La graphothérapie est née des recherches de Roger Perron (psychologue et psychanalyste) et Hélène de Gobineau (graphologue) dans les années 1950. Reprises par Julian de Ajuriaguerra (neuropsychiatre et psychanalyste), qui développera des outils d’analyse spécifiques à la graphothérapie.

Il est évident que l’écriture est une connaissance nécessaire à tous, elle est la base des apprentissages à partir de l’école primaire. Si le geste scriptural se travaille dès les premiers mois par des activités de motricité fine, il n’est pas pour autant naturel pour tout le monde. Comme pour tous les domaines d’apprentissage, celui-ci peut représenter une épreuve pour certain élèves. Heureusement, avec un travail régulier, il est possible de progresser.

L’écriture, un geste qui se travaille.

L’apprentissage commence dés l’école maternelle ; tenue du stylo, formes pré-scripturales, tracé des lettres… des techniques ludiques existent pour mettre les enfants sur la bonne voie.

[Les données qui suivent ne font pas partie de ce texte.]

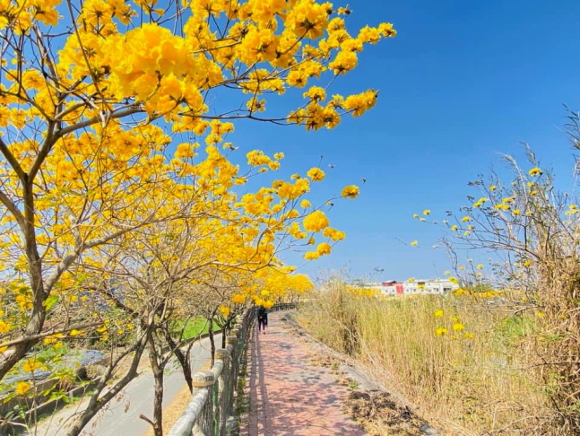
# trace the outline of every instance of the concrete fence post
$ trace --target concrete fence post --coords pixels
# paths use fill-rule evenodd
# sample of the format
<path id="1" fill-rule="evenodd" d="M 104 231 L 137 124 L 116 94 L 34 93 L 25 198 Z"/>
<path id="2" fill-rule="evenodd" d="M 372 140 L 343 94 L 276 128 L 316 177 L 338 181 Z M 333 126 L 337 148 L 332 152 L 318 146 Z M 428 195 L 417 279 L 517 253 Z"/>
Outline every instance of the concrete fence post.
<path id="1" fill-rule="evenodd" d="M 205 390 L 207 397 L 205 403 L 193 429 L 194 436 L 212 436 L 213 432 L 213 385 L 215 375 L 211 371 L 200 371 L 193 377 L 194 395 Z"/>
<path id="2" fill-rule="evenodd" d="M 215 359 L 223 362 L 223 369 L 218 377 L 219 401 L 220 401 L 220 436 L 226 434 L 226 421 L 231 414 L 231 351 L 229 348 L 221 348 L 215 352 Z M 235 388 L 235 387 L 234 387 Z"/>

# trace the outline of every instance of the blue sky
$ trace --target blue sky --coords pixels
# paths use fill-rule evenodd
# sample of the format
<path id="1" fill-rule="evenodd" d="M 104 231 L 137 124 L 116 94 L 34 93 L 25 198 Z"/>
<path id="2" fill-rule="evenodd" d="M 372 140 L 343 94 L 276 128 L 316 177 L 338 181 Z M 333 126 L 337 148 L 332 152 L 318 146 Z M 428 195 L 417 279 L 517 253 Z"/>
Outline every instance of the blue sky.
<path id="1" fill-rule="evenodd" d="M 399 32 L 367 49 L 359 67 L 332 89 L 343 94 L 379 89 L 376 108 L 315 133 L 238 122 L 229 140 L 240 152 L 285 152 L 282 174 L 306 171 L 324 155 L 323 169 L 335 168 L 316 186 L 314 199 L 360 184 L 361 177 L 368 180 L 357 200 L 336 202 L 329 212 L 332 225 L 347 233 L 332 256 L 307 265 L 288 257 L 301 271 L 348 266 L 355 275 L 382 268 L 378 278 L 385 279 L 441 275 L 450 265 L 443 251 L 398 240 L 417 239 L 429 248 L 440 237 L 433 226 L 412 220 L 413 213 L 429 208 L 441 217 L 456 210 L 471 193 L 466 183 L 491 168 L 505 170 L 500 153 L 522 156 L 523 141 L 542 167 L 570 179 L 562 104 L 580 109 L 580 2 L 349 4 L 350 29 L 387 21 Z M 281 101 L 268 107 L 288 108 Z"/>

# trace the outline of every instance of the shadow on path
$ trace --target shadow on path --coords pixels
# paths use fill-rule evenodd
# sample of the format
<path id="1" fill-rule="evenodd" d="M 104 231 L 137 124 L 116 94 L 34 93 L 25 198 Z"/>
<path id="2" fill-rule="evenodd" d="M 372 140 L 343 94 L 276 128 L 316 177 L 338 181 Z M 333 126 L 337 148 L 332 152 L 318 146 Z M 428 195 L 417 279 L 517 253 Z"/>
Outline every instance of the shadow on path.
<path id="1" fill-rule="evenodd" d="M 312 366 L 307 343 L 284 328 L 283 312 L 269 315 L 265 335 L 252 331 L 248 356 L 250 410 L 243 436 L 363 436 L 341 410 L 348 389 L 331 370 Z"/>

Au cours élémentaire, le travail se poursuit avec l’écriture de mots, de phrases. A ce moment là, les difficultés peuvent apparaître. Crispation, mauvaise tenue du stylo, peur de se tromper et bien d’autres éléments peuvent venir entraver le chemin vers l’écriture. C’est à l’entrée au collège que ces difficultés peuvent s’amplifier si elles n’ont pas été travaillées avant, avec la prise de vitesse qui s’impose pour suivre le rythme des cours. Enfin, chez les adultes, le besoin d’une rééducation peut apparaître suite à un problème de santé ou bien un changement d’activité par exemple.

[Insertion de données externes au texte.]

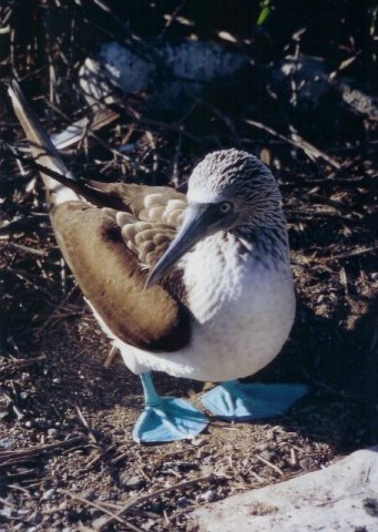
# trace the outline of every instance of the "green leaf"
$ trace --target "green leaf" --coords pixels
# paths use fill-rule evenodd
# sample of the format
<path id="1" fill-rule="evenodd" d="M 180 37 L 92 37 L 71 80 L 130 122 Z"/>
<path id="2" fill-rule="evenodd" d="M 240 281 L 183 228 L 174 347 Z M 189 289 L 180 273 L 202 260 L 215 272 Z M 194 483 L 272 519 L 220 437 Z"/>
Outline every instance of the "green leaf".
<path id="1" fill-rule="evenodd" d="M 265 6 L 258 16 L 256 24 L 257 25 L 264 24 L 264 22 L 266 21 L 266 19 L 269 17 L 270 13 L 272 13 L 272 8 L 269 6 Z"/>

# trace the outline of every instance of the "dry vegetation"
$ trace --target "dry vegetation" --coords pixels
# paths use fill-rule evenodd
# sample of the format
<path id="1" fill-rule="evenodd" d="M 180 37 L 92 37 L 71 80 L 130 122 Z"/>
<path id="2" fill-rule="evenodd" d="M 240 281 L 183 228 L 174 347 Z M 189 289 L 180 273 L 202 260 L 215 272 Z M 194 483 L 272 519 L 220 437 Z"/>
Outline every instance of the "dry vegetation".
<path id="1" fill-rule="evenodd" d="M 263 27 L 258 2 L 221 3 L 1 2 L 0 530 L 188 530 L 200 504 L 377 443 L 377 109 L 358 114 L 333 94 L 306 114 L 266 81 L 273 61 L 300 52 L 377 92 L 375 2 L 294 1 L 287 12 L 277 0 Z M 231 98 L 215 84 L 170 115 L 144 108 L 149 94 L 124 98 L 115 122 L 89 127 L 64 156 L 80 176 L 183 186 L 211 150 L 263 157 L 285 196 L 298 313 L 282 355 L 254 380 L 311 391 L 284 419 L 212 419 L 193 441 L 142 447 L 131 439 L 137 379 L 119 359 L 103 366 L 109 342 L 62 263 L 35 171 L 16 157 L 22 134 L 6 83 L 20 79 L 45 127 L 61 131 L 90 115 L 78 72 L 101 42 L 188 37 L 226 38 L 254 61 Z M 204 388 L 156 380 L 195 401 Z"/>

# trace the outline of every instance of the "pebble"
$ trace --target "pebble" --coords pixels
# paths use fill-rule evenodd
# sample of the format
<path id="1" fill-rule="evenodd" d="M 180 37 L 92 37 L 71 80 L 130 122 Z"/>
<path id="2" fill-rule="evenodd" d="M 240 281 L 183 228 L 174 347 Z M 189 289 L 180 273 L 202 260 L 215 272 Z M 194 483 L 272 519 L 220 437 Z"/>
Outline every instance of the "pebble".
<path id="1" fill-rule="evenodd" d="M 35 418 L 34 422 L 35 422 L 35 424 L 41 427 L 41 429 L 44 429 L 48 424 L 48 420 L 45 418 Z"/>
<path id="2" fill-rule="evenodd" d="M 57 429 L 49 429 L 48 430 L 48 437 L 51 439 L 55 439 L 59 436 L 59 430 Z"/>
<path id="3" fill-rule="evenodd" d="M 120 484 L 122 488 L 130 488 L 131 490 L 137 490 L 144 484 L 144 480 L 141 477 L 129 477 L 125 474 L 120 475 Z"/>
<path id="4" fill-rule="evenodd" d="M 215 492 L 213 490 L 207 490 L 201 495 L 201 499 L 206 502 L 213 502 L 215 499 Z"/>
<path id="5" fill-rule="evenodd" d="M 52 499 L 55 494 L 55 490 L 51 488 L 50 490 L 47 490 L 43 495 L 42 495 L 42 501 L 48 501 L 49 499 Z"/>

Quel que soit le moment auquel le besoin se fait ressentir, la graphothérapie accompagne le patient vers une écriture lisible et agréable. L’approche se fera sous divers angles :

  • relaxation
  • concentration
  • motricité fine
  • posture et tenue de l’outil scripteur
  • travail des formes pré scripturales et scripturales
  • confiance en soi

Le premier rendez-vous – bilan – consiste à s’entretenir avec le patient pour apprendre à le connaître. Pour ce faire, quelques tests liés au geste graphique seront posés, toujours sous forme de jeu pour les enfants.

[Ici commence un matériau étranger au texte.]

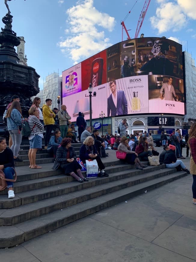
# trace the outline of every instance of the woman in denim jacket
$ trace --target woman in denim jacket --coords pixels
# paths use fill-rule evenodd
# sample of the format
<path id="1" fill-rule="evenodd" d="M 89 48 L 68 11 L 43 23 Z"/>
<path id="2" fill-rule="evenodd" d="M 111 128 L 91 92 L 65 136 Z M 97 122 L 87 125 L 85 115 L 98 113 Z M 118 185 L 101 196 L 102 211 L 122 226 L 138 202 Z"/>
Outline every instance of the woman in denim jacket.
<path id="1" fill-rule="evenodd" d="M 14 101 L 8 110 L 5 117 L 7 119 L 8 128 L 13 144 L 11 149 L 14 154 L 15 162 L 21 162 L 18 157 L 22 141 L 22 110 L 19 102 Z"/>

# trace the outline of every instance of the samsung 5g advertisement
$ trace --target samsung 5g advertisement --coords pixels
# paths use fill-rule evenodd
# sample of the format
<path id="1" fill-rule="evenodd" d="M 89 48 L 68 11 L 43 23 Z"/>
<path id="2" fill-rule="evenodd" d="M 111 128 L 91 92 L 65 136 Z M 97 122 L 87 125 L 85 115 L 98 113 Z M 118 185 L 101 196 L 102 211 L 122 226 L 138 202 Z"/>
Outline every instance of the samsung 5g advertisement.
<path id="1" fill-rule="evenodd" d="M 147 113 L 184 114 L 181 45 L 164 38 L 142 38 L 118 43 L 62 73 L 63 102 L 72 120 L 78 112 L 92 117 Z"/>

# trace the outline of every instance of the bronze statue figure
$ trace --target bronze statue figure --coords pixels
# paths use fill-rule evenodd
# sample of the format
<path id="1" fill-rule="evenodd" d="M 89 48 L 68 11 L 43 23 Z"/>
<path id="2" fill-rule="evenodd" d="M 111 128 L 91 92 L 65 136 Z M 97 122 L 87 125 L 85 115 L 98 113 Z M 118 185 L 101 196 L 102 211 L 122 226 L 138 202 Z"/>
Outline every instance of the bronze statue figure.
<path id="1" fill-rule="evenodd" d="M 5 0 L 5 5 L 6 6 L 6 7 L 7 8 L 8 10 L 8 14 L 10 14 L 11 12 L 10 12 L 10 8 L 9 8 L 9 5 L 8 4 L 8 1 L 11 1 L 11 0 Z"/>

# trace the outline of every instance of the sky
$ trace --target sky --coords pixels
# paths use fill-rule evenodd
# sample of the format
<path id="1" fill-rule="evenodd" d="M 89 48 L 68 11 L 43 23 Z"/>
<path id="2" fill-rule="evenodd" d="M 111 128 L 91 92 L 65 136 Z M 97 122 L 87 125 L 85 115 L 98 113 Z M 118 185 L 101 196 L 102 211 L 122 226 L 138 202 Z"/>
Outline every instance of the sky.
<path id="1" fill-rule="evenodd" d="M 16 0 L 8 2 L 12 30 L 26 42 L 28 65 L 45 77 L 122 41 L 121 22 L 134 38 L 145 0 Z M 0 17 L 7 13 L 1 0 Z M 1 21 L 0 28 L 4 25 Z M 196 1 L 151 0 L 139 36 L 161 37 L 182 45 L 196 58 Z M 127 39 L 125 32 L 123 40 Z"/>

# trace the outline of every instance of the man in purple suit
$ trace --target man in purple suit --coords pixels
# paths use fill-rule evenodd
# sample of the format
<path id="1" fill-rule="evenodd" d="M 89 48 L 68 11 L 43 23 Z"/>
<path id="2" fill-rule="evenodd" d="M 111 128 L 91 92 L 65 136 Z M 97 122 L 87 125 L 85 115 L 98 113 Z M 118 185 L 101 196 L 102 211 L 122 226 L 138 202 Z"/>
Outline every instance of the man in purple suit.
<path id="1" fill-rule="evenodd" d="M 109 83 L 112 94 L 108 98 L 108 116 L 127 114 L 127 101 L 124 91 L 116 90 L 116 81 Z"/>

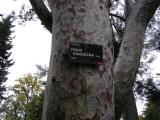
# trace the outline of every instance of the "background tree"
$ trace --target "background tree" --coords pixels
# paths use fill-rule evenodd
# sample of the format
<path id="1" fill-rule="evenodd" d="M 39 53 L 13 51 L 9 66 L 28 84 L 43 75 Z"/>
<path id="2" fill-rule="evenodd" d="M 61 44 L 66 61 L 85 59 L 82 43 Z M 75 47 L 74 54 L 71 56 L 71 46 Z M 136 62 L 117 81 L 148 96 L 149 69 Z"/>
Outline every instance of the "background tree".
<path id="1" fill-rule="evenodd" d="M 34 75 L 27 74 L 16 80 L 9 91 L 11 95 L 2 104 L 4 120 L 40 120 L 43 106 L 43 86 Z"/>
<path id="2" fill-rule="evenodd" d="M 10 59 L 12 48 L 12 28 L 14 16 L 13 14 L 3 17 L 0 16 L 0 102 L 4 99 L 6 91 L 5 82 L 7 81 L 8 68 L 13 65 L 13 60 Z"/>

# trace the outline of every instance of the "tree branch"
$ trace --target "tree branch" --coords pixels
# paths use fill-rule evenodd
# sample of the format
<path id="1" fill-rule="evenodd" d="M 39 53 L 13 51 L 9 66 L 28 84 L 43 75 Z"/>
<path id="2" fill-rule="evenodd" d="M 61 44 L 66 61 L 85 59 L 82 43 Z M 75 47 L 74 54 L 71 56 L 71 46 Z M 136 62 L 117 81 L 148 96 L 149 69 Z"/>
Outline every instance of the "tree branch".
<path id="1" fill-rule="evenodd" d="M 43 0 L 29 0 L 33 9 L 35 10 L 38 18 L 41 20 L 42 24 L 52 32 L 52 15 L 51 12 L 45 6 Z"/>
<path id="2" fill-rule="evenodd" d="M 119 16 L 119 15 L 116 15 L 116 14 L 113 14 L 113 13 L 109 13 L 110 16 L 113 16 L 113 17 L 117 17 L 119 19 L 121 19 L 122 21 L 125 21 L 125 18 L 123 18 L 122 16 Z"/>
<path id="3" fill-rule="evenodd" d="M 130 13 L 120 48 L 114 65 L 115 115 L 119 120 L 138 71 L 145 30 L 160 0 L 139 0 Z"/>
<path id="4" fill-rule="evenodd" d="M 125 0 L 125 18 L 127 19 L 132 11 L 133 2 L 131 0 Z"/>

Grâce à cette rencontre, aux résultats des tests, les points à travailler seront mis en avant et serviront de base à l’élaboration d’un plan de rééducation.

S’en suivront des séances de 45 minutes – à raison d’une séance par semaine – au cours desquelles des exercices ludiques seront abordés pour reprendre tous les points à améliorer.

Pour les enfants, les séances se déroulent sous forme de jeu. Un enfant qui apprend en s’amusant progresse plus vite. Il ne se focalise plus sur le résultat attendu mais sur le plaisir éprouvé à l’instant T.